Remember, the only way to clear up a child support debt is to pay it or to negotiate some kind of settlement. Bankruptcy will not touch it. Nor, it turns out, will the debt go away when the child turns 18. One advocate claims she has seen grown children paying the child support debts owed by their fathers, just to keep them out of jail.
Jail will not release you from the debt, either. In fact, if you are in jail for a child support infraction or for a serious crime, you can continue to rack up child support debt. As one man explained, he was serving a seven-year sentence for robbery when he received the order to pay $183.50 twice a month to his ex-girlfriend (they have a daughter together). He thought he would start paying when he got out and got a job. Imagine his surprise when he got out of jail and was informed he was already $4,000 behind.
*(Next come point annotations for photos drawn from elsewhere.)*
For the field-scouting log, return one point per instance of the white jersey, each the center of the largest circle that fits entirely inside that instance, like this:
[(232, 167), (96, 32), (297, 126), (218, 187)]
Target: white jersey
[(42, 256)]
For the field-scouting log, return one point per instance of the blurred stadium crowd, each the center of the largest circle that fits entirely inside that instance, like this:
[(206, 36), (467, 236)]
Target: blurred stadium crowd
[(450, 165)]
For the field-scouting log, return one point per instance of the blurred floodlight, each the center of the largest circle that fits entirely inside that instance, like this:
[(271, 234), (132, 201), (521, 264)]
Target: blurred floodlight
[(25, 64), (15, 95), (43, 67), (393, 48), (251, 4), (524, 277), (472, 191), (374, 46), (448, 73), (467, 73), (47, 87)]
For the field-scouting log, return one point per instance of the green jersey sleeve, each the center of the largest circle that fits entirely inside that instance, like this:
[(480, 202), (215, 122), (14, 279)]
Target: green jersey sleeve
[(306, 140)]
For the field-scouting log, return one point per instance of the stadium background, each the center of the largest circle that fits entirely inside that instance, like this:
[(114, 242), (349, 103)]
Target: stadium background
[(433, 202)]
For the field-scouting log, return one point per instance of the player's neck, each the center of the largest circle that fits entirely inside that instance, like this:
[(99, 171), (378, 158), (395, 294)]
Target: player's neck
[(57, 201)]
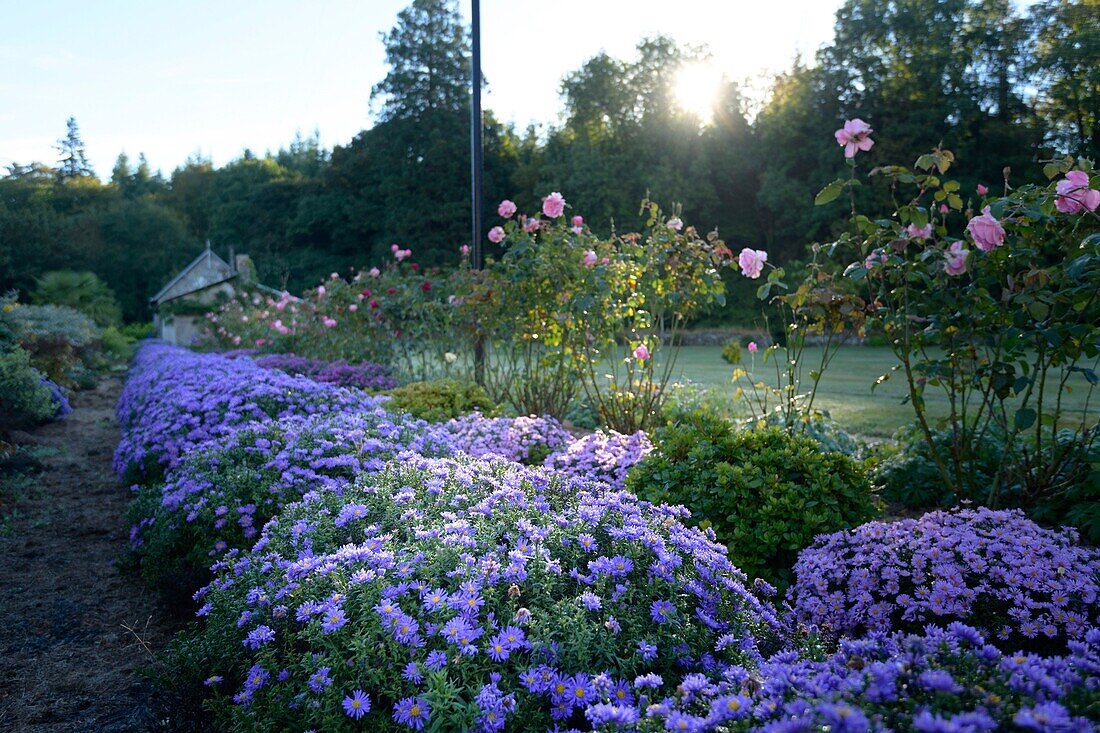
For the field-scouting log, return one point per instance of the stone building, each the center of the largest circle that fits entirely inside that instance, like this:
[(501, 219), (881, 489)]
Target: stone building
[(179, 308)]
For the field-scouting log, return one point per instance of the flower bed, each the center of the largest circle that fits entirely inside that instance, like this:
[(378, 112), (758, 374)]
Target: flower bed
[(993, 569), (501, 594)]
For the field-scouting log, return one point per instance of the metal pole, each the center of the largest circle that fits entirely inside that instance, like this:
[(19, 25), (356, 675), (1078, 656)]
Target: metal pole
[(476, 170)]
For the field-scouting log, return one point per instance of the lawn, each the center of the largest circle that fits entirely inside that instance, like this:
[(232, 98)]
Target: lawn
[(846, 389)]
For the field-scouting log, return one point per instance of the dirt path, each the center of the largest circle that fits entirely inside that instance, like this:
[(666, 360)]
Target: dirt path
[(67, 660)]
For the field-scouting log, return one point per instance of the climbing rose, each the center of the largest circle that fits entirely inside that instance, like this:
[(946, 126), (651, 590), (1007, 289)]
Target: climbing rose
[(553, 205), (956, 259), (855, 135), (986, 230), (751, 262), (1075, 195), (919, 232)]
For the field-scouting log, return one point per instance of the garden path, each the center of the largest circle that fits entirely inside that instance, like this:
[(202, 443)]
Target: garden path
[(74, 631)]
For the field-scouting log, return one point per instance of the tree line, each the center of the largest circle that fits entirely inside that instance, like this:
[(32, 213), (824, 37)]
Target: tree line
[(1003, 89)]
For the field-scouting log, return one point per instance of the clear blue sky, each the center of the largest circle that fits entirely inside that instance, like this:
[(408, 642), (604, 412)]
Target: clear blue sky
[(174, 77)]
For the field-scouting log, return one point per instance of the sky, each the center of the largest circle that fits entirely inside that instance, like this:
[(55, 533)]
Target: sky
[(172, 78)]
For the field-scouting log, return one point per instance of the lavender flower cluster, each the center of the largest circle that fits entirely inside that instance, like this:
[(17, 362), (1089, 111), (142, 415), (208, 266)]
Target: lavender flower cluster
[(363, 375), (994, 569), (515, 595), (176, 400), (526, 440), (945, 680)]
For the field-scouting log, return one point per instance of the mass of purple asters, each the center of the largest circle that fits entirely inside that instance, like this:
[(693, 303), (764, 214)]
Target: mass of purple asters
[(477, 568), (521, 439), (945, 680), (1022, 584), (602, 456), (364, 375), (176, 400)]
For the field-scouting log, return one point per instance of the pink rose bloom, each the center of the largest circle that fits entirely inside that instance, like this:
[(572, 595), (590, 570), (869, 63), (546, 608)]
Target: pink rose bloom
[(986, 230), (919, 232), (553, 205), (751, 262), (855, 135), (1075, 195), (956, 259)]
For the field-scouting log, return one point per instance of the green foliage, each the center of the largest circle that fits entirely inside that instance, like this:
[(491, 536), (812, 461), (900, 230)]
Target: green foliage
[(766, 493), (441, 400), (24, 397), (80, 291)]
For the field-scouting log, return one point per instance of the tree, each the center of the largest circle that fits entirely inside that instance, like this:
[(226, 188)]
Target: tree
[(73, 162)]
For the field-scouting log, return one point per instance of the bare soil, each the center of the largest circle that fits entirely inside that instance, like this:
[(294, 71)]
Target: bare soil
[(75, 632)]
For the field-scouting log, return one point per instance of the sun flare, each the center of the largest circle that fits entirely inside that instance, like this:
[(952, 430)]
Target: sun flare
[(696, 89)]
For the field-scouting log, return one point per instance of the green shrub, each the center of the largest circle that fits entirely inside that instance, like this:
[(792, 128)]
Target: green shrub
[(767, 494), (80, 291), (24, 396), (732, 352), (441, 400)]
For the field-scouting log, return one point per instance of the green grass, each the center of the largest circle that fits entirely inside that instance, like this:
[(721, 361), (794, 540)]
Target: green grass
[(846, 387)]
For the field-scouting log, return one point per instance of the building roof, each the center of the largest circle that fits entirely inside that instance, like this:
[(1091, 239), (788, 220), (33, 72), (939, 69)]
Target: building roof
[(206, 270)]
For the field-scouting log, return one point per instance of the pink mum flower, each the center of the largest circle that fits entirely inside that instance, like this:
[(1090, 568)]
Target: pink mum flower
[(956, 259), (751, 262), (855, 135), (1075, 195), (553, 205), (986, 230)]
A parent that is incarcerated or committed may request a modification to the support agreement. In Illinois, a parent that owes child support to the state may work with the Department of Healthcare and Family Services’ Project Clean Slate to clear the debt. An attorney can explain these and other options. The challenge is to act quickly.
And even then it may not be enough. Not every applicant will qualify nor every petition succeed. Family advocates complain that many of these support laws are actually keeping families apart. The objective of support is to ensure the well-being of the child. It is not meant to be a penalty.